In recent years, portable handheld wireless communications devices have become increasingly popular. At the present time, cellular telephones operating in the frequency band of 824 MHz through 896 MHz are the most widespread type of such devices. However, the personal communications system (PCS) operating in the frequency band of 1850 MHz through 1990 MHz is gaining in popularity. Accordingly, equipment suppliers are developing portable handheld radio transceivers which operate in both these frequency bands. Thus, there exists a need for an antenna capable of operating in both of the described frequency bands.
Handheld portable radio transceivers must be designed in accordance with certain human factors considerations. Thus, such a device should be compact and lightweight. It is known to design such a device with a rod (or whip) antenna which is selectively retractable into, or extendable out of, the device case. It is also known to design such a device with a short fixed helical antenna extending out of the device case. However, such an extending antenna possesses certain disadvantages. Thus, for example, having an antenna extending out of the case detracts from the smooth contours of the case. Further, such an antenna can present problems when placing the transceiver into a user's pocket or purse. Thus, there exists a further need for a dual frequency antenna which does not suffer from the foregoing disadvantages.
It is known to provide such transceivers with two antennas. One of the antennas (the primary antenna) is used for both transmitting and receiving signals. The other antenna (the diversity antenna) is used only for receiving signals. The received signals from both of the antennas are added together according to a certain known scheme. The use of a diversity antenna is intended to mitigate the effects of multipath fading. The general idea is that if two incoming waves are out of phase and cancel each other on one antenna, on the other antenna this cancellation will not occur or will not be as complete. In order to achieve this effect, the two received signals must be statistically uncorrelated. It would not be desirable to have two extending antennas on the device because this would be unaesthetic.
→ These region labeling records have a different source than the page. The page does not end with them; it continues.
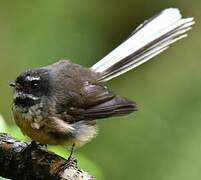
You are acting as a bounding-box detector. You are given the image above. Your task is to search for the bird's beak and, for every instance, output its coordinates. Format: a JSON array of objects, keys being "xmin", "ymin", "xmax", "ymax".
[{"xmin": 9, "ymin": 82, "xmax": 16, "ymax": 87}]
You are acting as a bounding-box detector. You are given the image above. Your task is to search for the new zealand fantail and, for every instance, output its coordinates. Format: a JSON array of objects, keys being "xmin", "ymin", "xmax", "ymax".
[{"xmin": 10, "ymin": 8, "xmax": 194, "ymax": 158}]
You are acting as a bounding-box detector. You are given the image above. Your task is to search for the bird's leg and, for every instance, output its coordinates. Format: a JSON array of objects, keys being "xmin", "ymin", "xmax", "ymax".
[{"xmin": 68, "ymin": 144, "xmax": 75, "ymax": 161}]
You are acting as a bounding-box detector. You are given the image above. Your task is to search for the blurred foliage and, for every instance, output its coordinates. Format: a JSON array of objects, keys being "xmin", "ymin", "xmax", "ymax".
[
  {"xmin": 0, "ymin": 115, "xmax": 103, "ymax": 180},
  {"xmin": 0, "ymin": 0, "xmax": 201, "ymax": 180}
]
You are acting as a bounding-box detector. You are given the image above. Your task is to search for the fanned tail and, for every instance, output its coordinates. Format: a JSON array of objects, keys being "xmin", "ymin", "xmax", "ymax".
[{"xmin": 91, "ymin": 8, "xmax": 194, "ymax": 82}]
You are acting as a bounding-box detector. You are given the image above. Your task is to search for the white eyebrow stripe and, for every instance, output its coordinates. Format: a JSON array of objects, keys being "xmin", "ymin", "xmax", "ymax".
[{"xmin": 26, "ymin": 76, "xmax": 40, "ymax": 81}]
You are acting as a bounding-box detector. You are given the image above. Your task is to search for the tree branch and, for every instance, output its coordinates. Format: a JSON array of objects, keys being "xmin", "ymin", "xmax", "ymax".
[{"xmin": 0, "ymin": 133, "xmax": 94, "ymax": 180}]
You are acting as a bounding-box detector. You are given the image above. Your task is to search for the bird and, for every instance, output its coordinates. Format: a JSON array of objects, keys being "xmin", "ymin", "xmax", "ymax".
[{"xmin": 10, "ymin": 8, "xmax": 194, "ymax": 158}]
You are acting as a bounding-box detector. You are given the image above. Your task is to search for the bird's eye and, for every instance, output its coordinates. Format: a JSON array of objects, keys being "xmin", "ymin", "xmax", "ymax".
[{"xmin": 31, "ymin": 80, "xmax": 38, "ymax": 89}]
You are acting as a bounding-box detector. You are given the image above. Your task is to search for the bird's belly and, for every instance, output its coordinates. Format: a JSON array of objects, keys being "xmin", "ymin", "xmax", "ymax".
[{"xmin": 14, "ymin": 113, "xmax": 96, "ymax": 146}]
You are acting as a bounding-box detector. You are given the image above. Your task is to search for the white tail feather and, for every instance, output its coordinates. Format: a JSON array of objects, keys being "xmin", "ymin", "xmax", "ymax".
[{"xmin": 91, "ymin": 8, "xmax": 194, "ymax": 82}]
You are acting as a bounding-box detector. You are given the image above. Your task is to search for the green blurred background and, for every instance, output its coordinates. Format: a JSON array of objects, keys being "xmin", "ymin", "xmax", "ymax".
[{"xmin": 0, "ymin": 0, "xmax": 201, "ymax": 180}]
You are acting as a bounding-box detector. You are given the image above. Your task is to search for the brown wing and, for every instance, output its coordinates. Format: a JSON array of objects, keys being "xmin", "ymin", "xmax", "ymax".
[{"xmin": 68, "ymin": 85, "xmax": 137, "ymax": 120}]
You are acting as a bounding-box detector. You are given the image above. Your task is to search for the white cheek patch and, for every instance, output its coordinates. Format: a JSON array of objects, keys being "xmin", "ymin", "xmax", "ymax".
[
  {"xmin": 26, "ymin": 76, "xmax": 40, "ymax": 81},
  {"xmin": 13, "ymin": 91, "xmax": 40, "ymax": 100}
]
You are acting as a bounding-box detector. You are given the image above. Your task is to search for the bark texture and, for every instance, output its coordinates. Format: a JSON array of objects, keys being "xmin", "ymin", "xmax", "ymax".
[{"xmin": 0, "ymin": 133, "xmax": 94, "ymax": 180}]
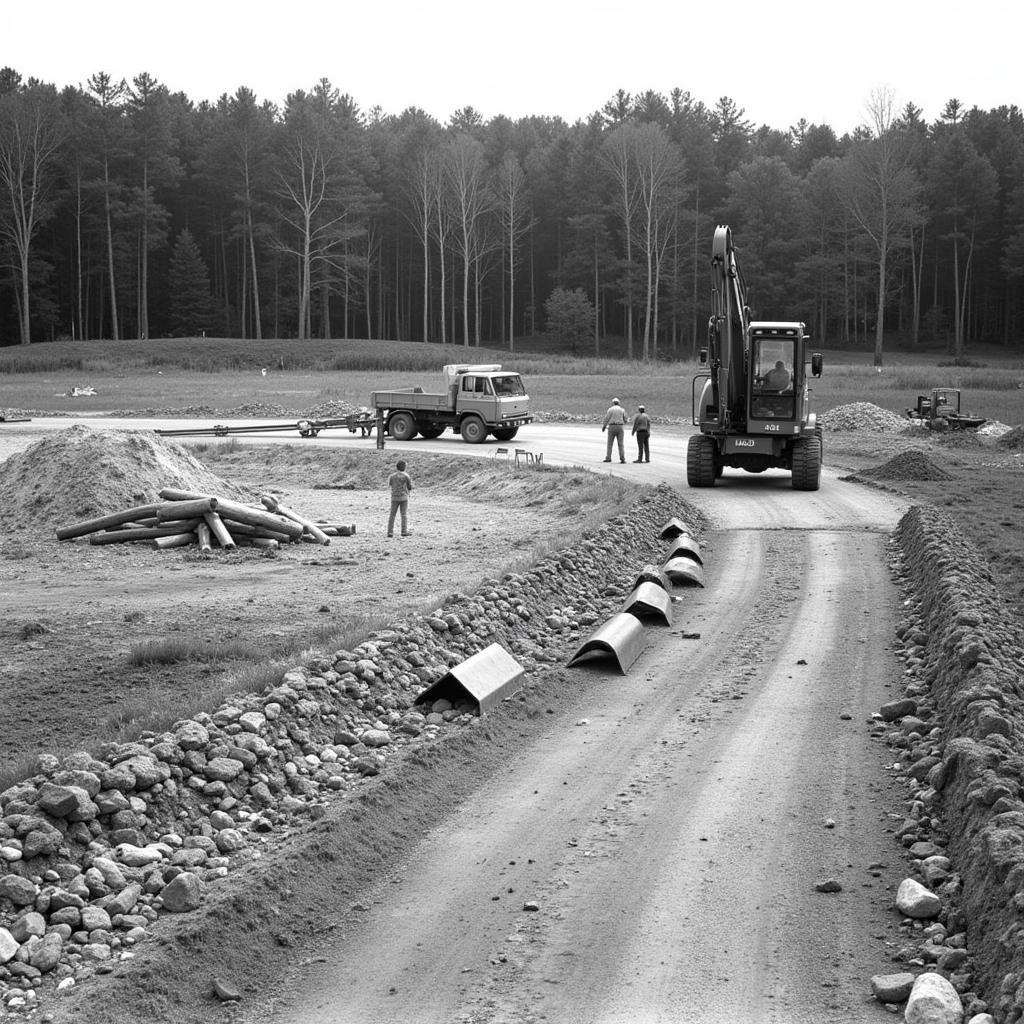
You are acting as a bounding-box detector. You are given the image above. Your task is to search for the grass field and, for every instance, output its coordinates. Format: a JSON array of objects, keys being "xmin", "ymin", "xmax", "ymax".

More importantly, for the diversity scheme to function, the two antennas either have to be placed far from each other, which is impossible considering the size of the handheld device, or they have to be as different as possible, providing different antenna patterns. It is known to provide a planar inverted F-antenna as a diversity antenna on a handheld transceiver, but all such known devices have been only for a single frequency band. Thus, there exists another need for a dual frequency antenna which can be utilized as a diversity antenna.
SUMMARY OF THE INVENTIONIn accordance with the principles of this invention, there is provided a planar dual frequency band antenna for use in a radio transceiver device. The inventive antenna comprises a planar dielectric substrate having first and second major surfaces and a first layer of conductive material on the first major surface of the substrate to function as a ground plane for the antenna. A unitary second layer of conductive material is disposed on the second major surface of the substrate to function as a radiating element for the antenna. The second layer has a first radiating portion shaped and sized to function as a first planar inverted F-antenna for a first of the frequency bands, a second radiating portion shaped and sized to function as a second planar inverted F-antenna for the second of the frequency bands, and a connecting portion joining the first and second radiating portions of the second layer. A grounding pin extends through the substrate and interconnects the first layer and the connecting portion of the second layer. A feed pin is connected to the connecting portion of the second layer and is coupled to circuitry of the radio transceiver device.
In accordance with an aspect of this invention, the second layer has an overall configuration shaped generally like the letter J.
In accordance with another aspect of this invention, at least one of the first and second radiating portions of the second layer meanders.
BRIEF DESCRIPTION OF THE DRAWINGSThe foregoing will be more readily apparent upon reading the following description in conjunction with the drawings in which like elements in different figures thereof are identified by the same reference numeral and wherein:
FIG. 1 is a perspective view of a handheld communications device in which an antenna constructed in accordance with the principles of this invention is incorporated;
FIG. 2 is a block diagram illustrating the connection of the antenna to the transceiver circuitry of the communications device of FIG. 1;
FIG. 3 illustrates a first embodiment of an antenna configuration according to the present invention;
FIG. 4 illustrates a second embodiment of an antenna configuration according to the present invention;
FIG. 5 is a partial cross sectional view through the antenna according to the present invention showing the connections of the grounding pin and the feed pin; and
FIGS. 6 and 7 schematically illustrate alternative placements for the antenna according to the present invention relative to the communications device of FIG. 1.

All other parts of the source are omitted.